# England



## mighTy Tee (Jul 10, 2002)

How to grap defeat from the jaws of victory....

Typical


----------



## vlastan (May 6, 2002)

The funniest bit when somebody won a penalty and they let the expert Beckham to execute it! :lol: :lol: :lol:


----------



## phil (May 7, 2002)

vlastan said:


> The funniest bit when somebody won a penalty and they let the expert Beckham to execute it! :lol: :lol: :lol:


Bekham's penalty was well taken (unlike his penalty against the Turks in the qualifiers). Barthez did a good save.

The French probably deserved to win from a Neutral point of view. But I'm not neutral so I'd rather swear and curse lots. Over to the flame room.


----------



## jonah (Aug 17, 2002)

phil said:


> vlastan said:
> 
> 
> > The funniest bit when somebody won a penalty and they let the expert Beckham to execute it! :lol: :lol: :lol:
> ...


Hardly!
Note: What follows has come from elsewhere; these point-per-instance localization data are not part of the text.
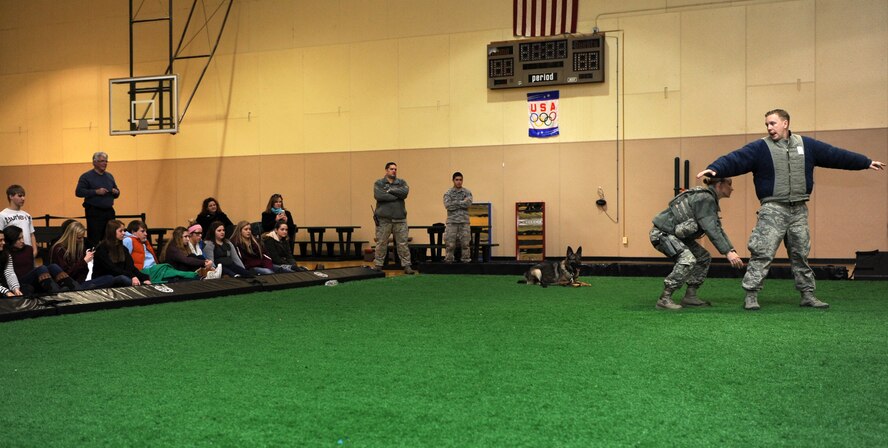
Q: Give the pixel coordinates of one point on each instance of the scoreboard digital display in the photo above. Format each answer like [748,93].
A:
[573,59]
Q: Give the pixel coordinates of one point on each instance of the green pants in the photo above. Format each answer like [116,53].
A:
[162,272]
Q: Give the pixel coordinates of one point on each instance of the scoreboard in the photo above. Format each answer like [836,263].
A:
[569,59]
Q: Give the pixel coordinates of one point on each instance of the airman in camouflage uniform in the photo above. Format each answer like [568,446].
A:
[689,216]
[391,217]
[457,201]
[782,166]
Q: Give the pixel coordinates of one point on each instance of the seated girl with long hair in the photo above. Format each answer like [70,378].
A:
[146,260]
[211,212]
[112,258]
[277,245]
[220,251]
[177,254]
[46,278]
[250,251]
[70,254]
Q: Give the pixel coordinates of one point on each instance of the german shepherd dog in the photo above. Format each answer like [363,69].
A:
[564,273]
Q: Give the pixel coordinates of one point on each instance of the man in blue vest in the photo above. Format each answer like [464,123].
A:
[782,166]
[98,190]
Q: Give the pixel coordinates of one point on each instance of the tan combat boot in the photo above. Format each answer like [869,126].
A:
[665,301]
[691,299]
[751,303]
[808,299]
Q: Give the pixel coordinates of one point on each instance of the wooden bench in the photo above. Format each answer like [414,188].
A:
[434,250]
[315,246]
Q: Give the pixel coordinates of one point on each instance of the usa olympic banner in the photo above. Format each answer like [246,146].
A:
[542,110]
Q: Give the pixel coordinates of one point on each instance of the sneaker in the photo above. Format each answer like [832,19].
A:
[666,303]
[751,303]
[813,303]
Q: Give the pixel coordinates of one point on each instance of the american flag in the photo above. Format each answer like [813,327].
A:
[544,17]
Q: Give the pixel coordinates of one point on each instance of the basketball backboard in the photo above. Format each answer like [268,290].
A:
[144,105]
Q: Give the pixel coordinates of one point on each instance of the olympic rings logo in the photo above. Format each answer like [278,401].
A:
[542,119]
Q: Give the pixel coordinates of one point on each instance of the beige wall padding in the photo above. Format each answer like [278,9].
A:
[310,99]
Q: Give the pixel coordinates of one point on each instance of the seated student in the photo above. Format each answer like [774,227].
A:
[9,285]
[250,251]
[274,213]
[177,254]
[145,258]
[44,279]
[211,212]
[277,245]
[112,258]
[15,216]
[71,255]
[195,241]
[220,251]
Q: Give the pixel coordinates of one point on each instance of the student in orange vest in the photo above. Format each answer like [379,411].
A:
[145,258]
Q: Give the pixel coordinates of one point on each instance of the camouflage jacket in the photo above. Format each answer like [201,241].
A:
[390,198]
[692,214]
[457,202]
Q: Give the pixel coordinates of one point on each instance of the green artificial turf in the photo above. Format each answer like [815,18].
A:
[456,361]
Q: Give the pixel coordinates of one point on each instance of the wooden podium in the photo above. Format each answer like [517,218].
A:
[530,231]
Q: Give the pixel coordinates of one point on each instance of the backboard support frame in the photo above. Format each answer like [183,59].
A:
[151,104]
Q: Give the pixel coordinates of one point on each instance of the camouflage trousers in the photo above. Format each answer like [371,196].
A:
[461,234]
[398,230]
[780,222]
[691,259]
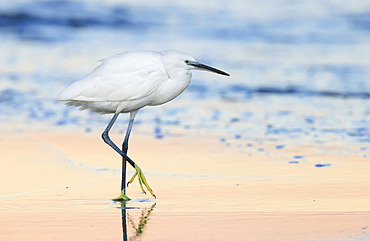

James didn't have to make any saves during the 90min only in extra time and they were from two set peice shots that ened in the two goals  
A draw would of been deserving :? 
Anyway what do Greeks know about football :x


----------



## scoTTy (May 6, 2002)

phil said:


> Bekham's penalty was well taken


How do you work that out?

It wasn't high.
It wasn't low.
It wasn't tight to the post.

It was at keepers arm height.
It was within keepers reach.

Very poor but not as bad as Gerrad and as for Hesky... why did he get a place? :x


----------



## R6B TT (Feb 25, 2003)

scoTTy said:


> phil said:
> 
> 
> > Bekham's penalty was well taken
> ...


I thought Gerrard did ok - agree with you on Heskey though - he didn't even need to make the 'tackle'. Awesome free kick from Zidane though.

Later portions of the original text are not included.